Although some important differences were found between patient experiences with OB/GYNs and reproductive endocrinologists, generalizations should be made with extreme caution from this small qualitative study. The study sample was mainly white and of high socio-economic status, so it cannot be claimed that the sample was representative of the US population. Further research into infertility experiences of people of colour and those who are less privileged is recommended. The present data included multiple physicians as the study patients went to many different physicians and some individual patients visited several physicians. It is recommended that future studies should collect larger-scale quantitative data that respect the dynamic quality of the infertility journey. It is also recommended that interview and survey data should be collected from physicians to understand their challenges. Despite the limitations of this study, the findings should be of interest to social scientists, policy makers and health practitioners.

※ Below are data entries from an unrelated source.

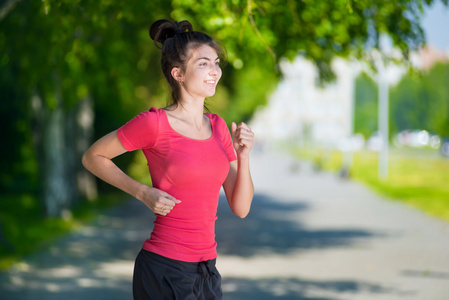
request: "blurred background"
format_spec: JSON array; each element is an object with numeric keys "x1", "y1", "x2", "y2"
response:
[{"x1": 0, "y1": 0, "x2": 449, "y2": 298}]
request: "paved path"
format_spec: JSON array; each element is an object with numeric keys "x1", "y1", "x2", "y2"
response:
[{"x1": 0, "y1": 153, "x2": 449, "y2": 300}]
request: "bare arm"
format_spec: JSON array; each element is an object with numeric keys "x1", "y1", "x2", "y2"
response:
[
  {"x1": 223, "y1": 123, "x2": 254, "y2": 218},
  {"x1": 82, "y1": 131, "x2": 181, "y2": 215}
]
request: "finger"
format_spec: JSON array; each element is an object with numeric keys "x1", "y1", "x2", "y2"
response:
[
  {"x1": 231, "y1": 122, "x2": 237, "y2": 141},
  {"x1": 237, "y1": 122, "x2": 251, "y2": 131},
  {"x1": 239, "y1": 138, "x2": 253, "y2": 148}
]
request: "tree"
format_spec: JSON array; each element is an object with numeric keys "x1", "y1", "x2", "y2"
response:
[
  {"x1": 0, "y1": 0, "x2": 448, "y2": 216},
  {"x1": 391, "y1": 63, "x2": 449, "y2": 137}
]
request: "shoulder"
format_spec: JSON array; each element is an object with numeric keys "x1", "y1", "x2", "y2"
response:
[{"x1": 205, "y1": 113, "x2": 227, "y2": 127}]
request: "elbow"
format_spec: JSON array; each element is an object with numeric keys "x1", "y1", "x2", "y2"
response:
[
  {"x1": 81, "y1": 152, "x2": 89, "y2": 169},
  {"x1": 233, "y1": 210, "x2": 249, "y2": 219}
]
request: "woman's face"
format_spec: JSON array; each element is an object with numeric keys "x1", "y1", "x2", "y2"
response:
[{"x1": 181, "y1": 45, "x2": 221, "y2": 99}]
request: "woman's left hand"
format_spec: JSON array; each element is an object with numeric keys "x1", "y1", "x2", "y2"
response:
[{"x1": 231, "y1": 122, "x2": 254, "y2": 158}]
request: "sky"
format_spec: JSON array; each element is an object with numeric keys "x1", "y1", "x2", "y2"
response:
[{"x1": 422, "y1": 0, "x2": 449, "y2": 50}]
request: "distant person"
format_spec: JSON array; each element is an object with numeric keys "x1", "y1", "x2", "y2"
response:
[{"x1": 83, "y1": 20, "x2": 254, "y2": 300}]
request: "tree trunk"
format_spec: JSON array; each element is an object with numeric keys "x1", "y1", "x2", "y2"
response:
[
  {"x1": 31, "y1": 75, "x2": 97, "y2": 217},
  {"x1": 67, "y1": 95, "x2": 97, "y2": 200}
]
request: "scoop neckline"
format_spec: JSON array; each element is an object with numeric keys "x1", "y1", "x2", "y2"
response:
[{"x1": 161, "y1": 108, "x2": 215, "y2": 142}]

Declaration: The authors report no financial or commercial conflicts of interest.
Acknowledgements
Research reported in this paper was supported by the National Institute of General Medical Sciences of the National Institutes of Health under Linked Award Numbers RL5GM118969, TL4GM118971 and UL1GM118970. The content is solely the responsibility of the authors and does not necessarily represent the official views of the National Institutes of Health.
Biography
Dr. Ophra Leyser-Whalen is a medical sociologist at the University of Texas at El Paso (USA). Her research focuses on reproductive health and social inequalities, and reaches audiences in clinical, interdisciplinary and social science journals.